The Little Epic that Couldn't



"When you're young," Pauline Kael noted, "the odds are very good that you'll find something to enjoy in almost any movie." Luckily, The Hunger Games is marketing to youth, and Lions Gate Entertainment is successful so far. A triumph of publicity. Thursday's midnight screening garnered over $25 million and this Friday morning, the 10 AM screening I attended was basically sold out.

The film, for those not connected to the current cultural zeitgeist, is based upon the first novel of Suzanne Collins's highly engaging trilogy about a dystopian United States where 24 teenagers from 12 impoverished zones are forced to battle each other to death for the enjoyment of the frivolous ruling class. Only one will be allowed to be victor. 

But where the phenomenally successful books inflame the imagination with the bravado of their spirited 16-year-old feminist heroine, Katniss Everdeen, and her growing realization that she has the power to inspire others to throw off their chains, the film's take on the matter rarely rises above indifference.

The basic problems stem from director Gary Ross's lackluster direction and his witless, bare-bones screenplay, co-written with author Collins and Billy Ray. This is sort of a take on a classic. You get the characters and the plot basics, but the art is missing. And without the art and the details of Katniss's world, you are stuck with characters just going through the motions of an epic tale. The evolving mental and emotional states of the leads and especially their coterie are given extremely short shrift.

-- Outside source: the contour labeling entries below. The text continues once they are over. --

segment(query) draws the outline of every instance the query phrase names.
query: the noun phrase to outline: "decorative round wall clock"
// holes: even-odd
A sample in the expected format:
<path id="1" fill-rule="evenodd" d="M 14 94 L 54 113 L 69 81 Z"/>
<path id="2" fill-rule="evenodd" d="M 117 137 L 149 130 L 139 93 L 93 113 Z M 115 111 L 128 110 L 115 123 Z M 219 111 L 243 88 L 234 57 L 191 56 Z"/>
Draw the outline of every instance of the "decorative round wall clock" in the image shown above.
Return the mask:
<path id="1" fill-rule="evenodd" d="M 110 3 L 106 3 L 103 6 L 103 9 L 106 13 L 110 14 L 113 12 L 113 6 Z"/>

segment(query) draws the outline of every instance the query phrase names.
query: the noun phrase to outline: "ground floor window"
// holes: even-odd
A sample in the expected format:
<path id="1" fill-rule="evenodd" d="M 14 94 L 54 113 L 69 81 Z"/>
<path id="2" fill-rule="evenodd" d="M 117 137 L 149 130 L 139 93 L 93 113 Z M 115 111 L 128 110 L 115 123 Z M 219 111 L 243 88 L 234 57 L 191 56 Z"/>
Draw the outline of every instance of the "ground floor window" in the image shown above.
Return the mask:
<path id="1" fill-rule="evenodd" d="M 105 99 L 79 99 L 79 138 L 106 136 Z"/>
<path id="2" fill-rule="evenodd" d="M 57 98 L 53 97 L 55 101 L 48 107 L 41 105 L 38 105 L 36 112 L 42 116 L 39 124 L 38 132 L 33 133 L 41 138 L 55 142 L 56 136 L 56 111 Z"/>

Sometimes the casting here makes up for the loss. The two major supporting characters of the book, Haymitch Abernathy (Woody Harrelson), Katniss's mentor, and Cinna (Lenny Kravitz), her clothing designer, are pale versions of their text counterparts, only registering a bit because Harrelson and Kravitz are themselves impossible to ignore.

But Liam Hemsworth as Gale Hawthorne, Katniss's true first love, is dreadful in a part that's been greatly reduced. It as if he has wandered in off the set of The Brady Bunch.

Luckily, Jennifer Lawrence as Katniss and Josh Hutcherson as Peeta Mellar, Katniss's counterpart teen fighter from District 12, do make you care as much as they can. They have the chops, or in Hutcherson's case the puppy-dog looks.

But what's possibly more oddly dispiriting about The Hunger Games than its screenplay is that the visual elements of Collins's world are created in such a threadbare manner. You've seen better sets on American Idol. From the costumes to the makeup to the special effects, all are supplied on the cheap -- or look that way. Well, what can you expect with a $78 million budget?

On the plus side, if the film causes even more folks to read The Hunger Games -- a sort of a panoramic Lord of the Flies meets Survivor meets The Powerpuff Girls with a dash of Machiavelli -- no harm is done. Collins has created a lucid love story that struggles to survive in a totalitarian, media-manipulating, capitalistic society gone awry. A young, wise woman is the hero, and that is something always to applaud.